By Yawen Chen and Kevin Yao
BEIJING (Reuters) - China's new bank loans are expected to fall in October from the six-month high they reached in September, but the drop was probably caused by seasonal factors, as the central bank eases policy to prop up the slowing economy, a Reuters poll showed.
Chinese banks are estimated to have issued 800 billion yuan ($114.45 billion) in net new yuan loans last month, down 53% from 1.69 trillion yuan in September, when they reached their highest since March, according to the median estimate in a Reuters survey of 26 economists.
The forecast would still beat the average October readings since the record began in November 2010, a Reuters analysis showed. Chinese bank lending in October usually retreats from a surge in September, partly because of a week-long National Day holiday in the first week of October.
To boost bank lending, the People's Bank of China (PBOC) has pumped out trillions of yuan in liquidity by repeatedly cutting banks' reserve-requirement ratios (since early 2018. But it has also been wary of rising debt and high property prices and looks increasingly reluctant to ease more aggressively.

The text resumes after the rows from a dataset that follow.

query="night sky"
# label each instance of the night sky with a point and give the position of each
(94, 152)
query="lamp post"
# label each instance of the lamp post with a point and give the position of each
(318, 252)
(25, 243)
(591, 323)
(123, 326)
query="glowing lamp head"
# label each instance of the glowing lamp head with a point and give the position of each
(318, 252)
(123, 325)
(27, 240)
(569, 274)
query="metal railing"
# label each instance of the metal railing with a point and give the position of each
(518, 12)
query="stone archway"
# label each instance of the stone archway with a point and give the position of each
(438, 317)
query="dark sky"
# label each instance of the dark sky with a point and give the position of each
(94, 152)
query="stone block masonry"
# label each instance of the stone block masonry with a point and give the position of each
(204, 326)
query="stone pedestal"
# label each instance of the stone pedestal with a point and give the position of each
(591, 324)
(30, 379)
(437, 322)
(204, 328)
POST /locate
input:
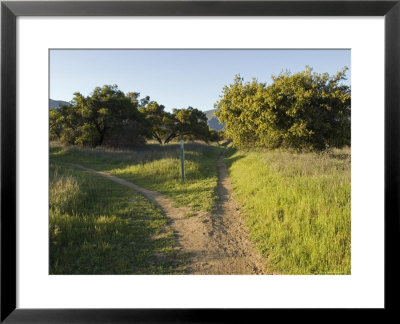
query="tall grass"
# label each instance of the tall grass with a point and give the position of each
(297, 207)
(100, 227)
(156, 167)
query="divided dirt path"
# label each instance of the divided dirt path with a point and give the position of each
(215, 242)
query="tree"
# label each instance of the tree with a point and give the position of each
(189, 121)
(157, 119)
(305, 110)
(104, 116)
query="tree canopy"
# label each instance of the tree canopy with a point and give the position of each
(110, 117)
(305, 110)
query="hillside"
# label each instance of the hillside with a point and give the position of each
(213, 121)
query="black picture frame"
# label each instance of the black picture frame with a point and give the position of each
(10, 10)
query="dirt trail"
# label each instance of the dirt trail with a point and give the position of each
(216, 242)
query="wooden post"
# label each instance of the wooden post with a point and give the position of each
(182, 162)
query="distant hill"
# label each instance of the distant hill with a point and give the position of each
(213, 121)
(54, 104)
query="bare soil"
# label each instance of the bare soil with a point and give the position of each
(216, 242)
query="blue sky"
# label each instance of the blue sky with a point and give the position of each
(179, 78)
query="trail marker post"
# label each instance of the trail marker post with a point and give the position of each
(182, 162)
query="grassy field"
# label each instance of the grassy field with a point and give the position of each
(297, 207)
(156, 168)
(100, 227)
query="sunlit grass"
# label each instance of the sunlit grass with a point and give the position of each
(97, 226)
(156, 167)
(297, 207)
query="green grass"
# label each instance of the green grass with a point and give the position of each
(156, 167)
(101, 227)
(297, 207)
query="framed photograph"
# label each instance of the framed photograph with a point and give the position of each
(186, 161)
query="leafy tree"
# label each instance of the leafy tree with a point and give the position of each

To boost credit and lower funding costs, the central cut the interest rate on its one-year medium-term lending facility loans on Tuesday for the first time since early 2016.
Beijing has been leaning more heavily on fiscal stimulus to weather the current downturn, announcing 2 trillion yuan in tax and fee cuts and 2.15 trillion yuan in special local government bond issuance to finance infrastructure projects.
Analysts say the challenge is more about boosting real investment demand and reviving business and consumer confidence as the U.S.-China trade war drags on and domestic growth loses steam, hurting corporate profits.
"Given strong growth headwinds, we expect Beijing to ramp up stimulus measures in coming quarters, with the scale of such stimulus largely contingent on the domestic growth slowdown and how US-China trade tensions unfold," Nomura analysts wrote in a note last week.
They expect Beijing to use low-profile facilities such as the medium-term lending facility and targeted medium-term lending facility to provide enough funding for its stimulus package. They cited lower return on capital and surging inflation as barriers to bolder easing.
More U.S. tariffs against China are set to take effect on Dec. 15, although they are expected to be scrapped as part of an interim agreement. China and the United States have agreed to roll back tariffs on each others' goods if a "phase one" trade deal is completed, officials from both sides said on Thursday.
But analysts say continued credit support is needed, given the potential back and forth in trade talks. The plan to roll back tariffs has faced fierce internal opposition in the White House and from outside advisers to U.S. President Donald Trump, multiple sources familiar with the matter told Reuters.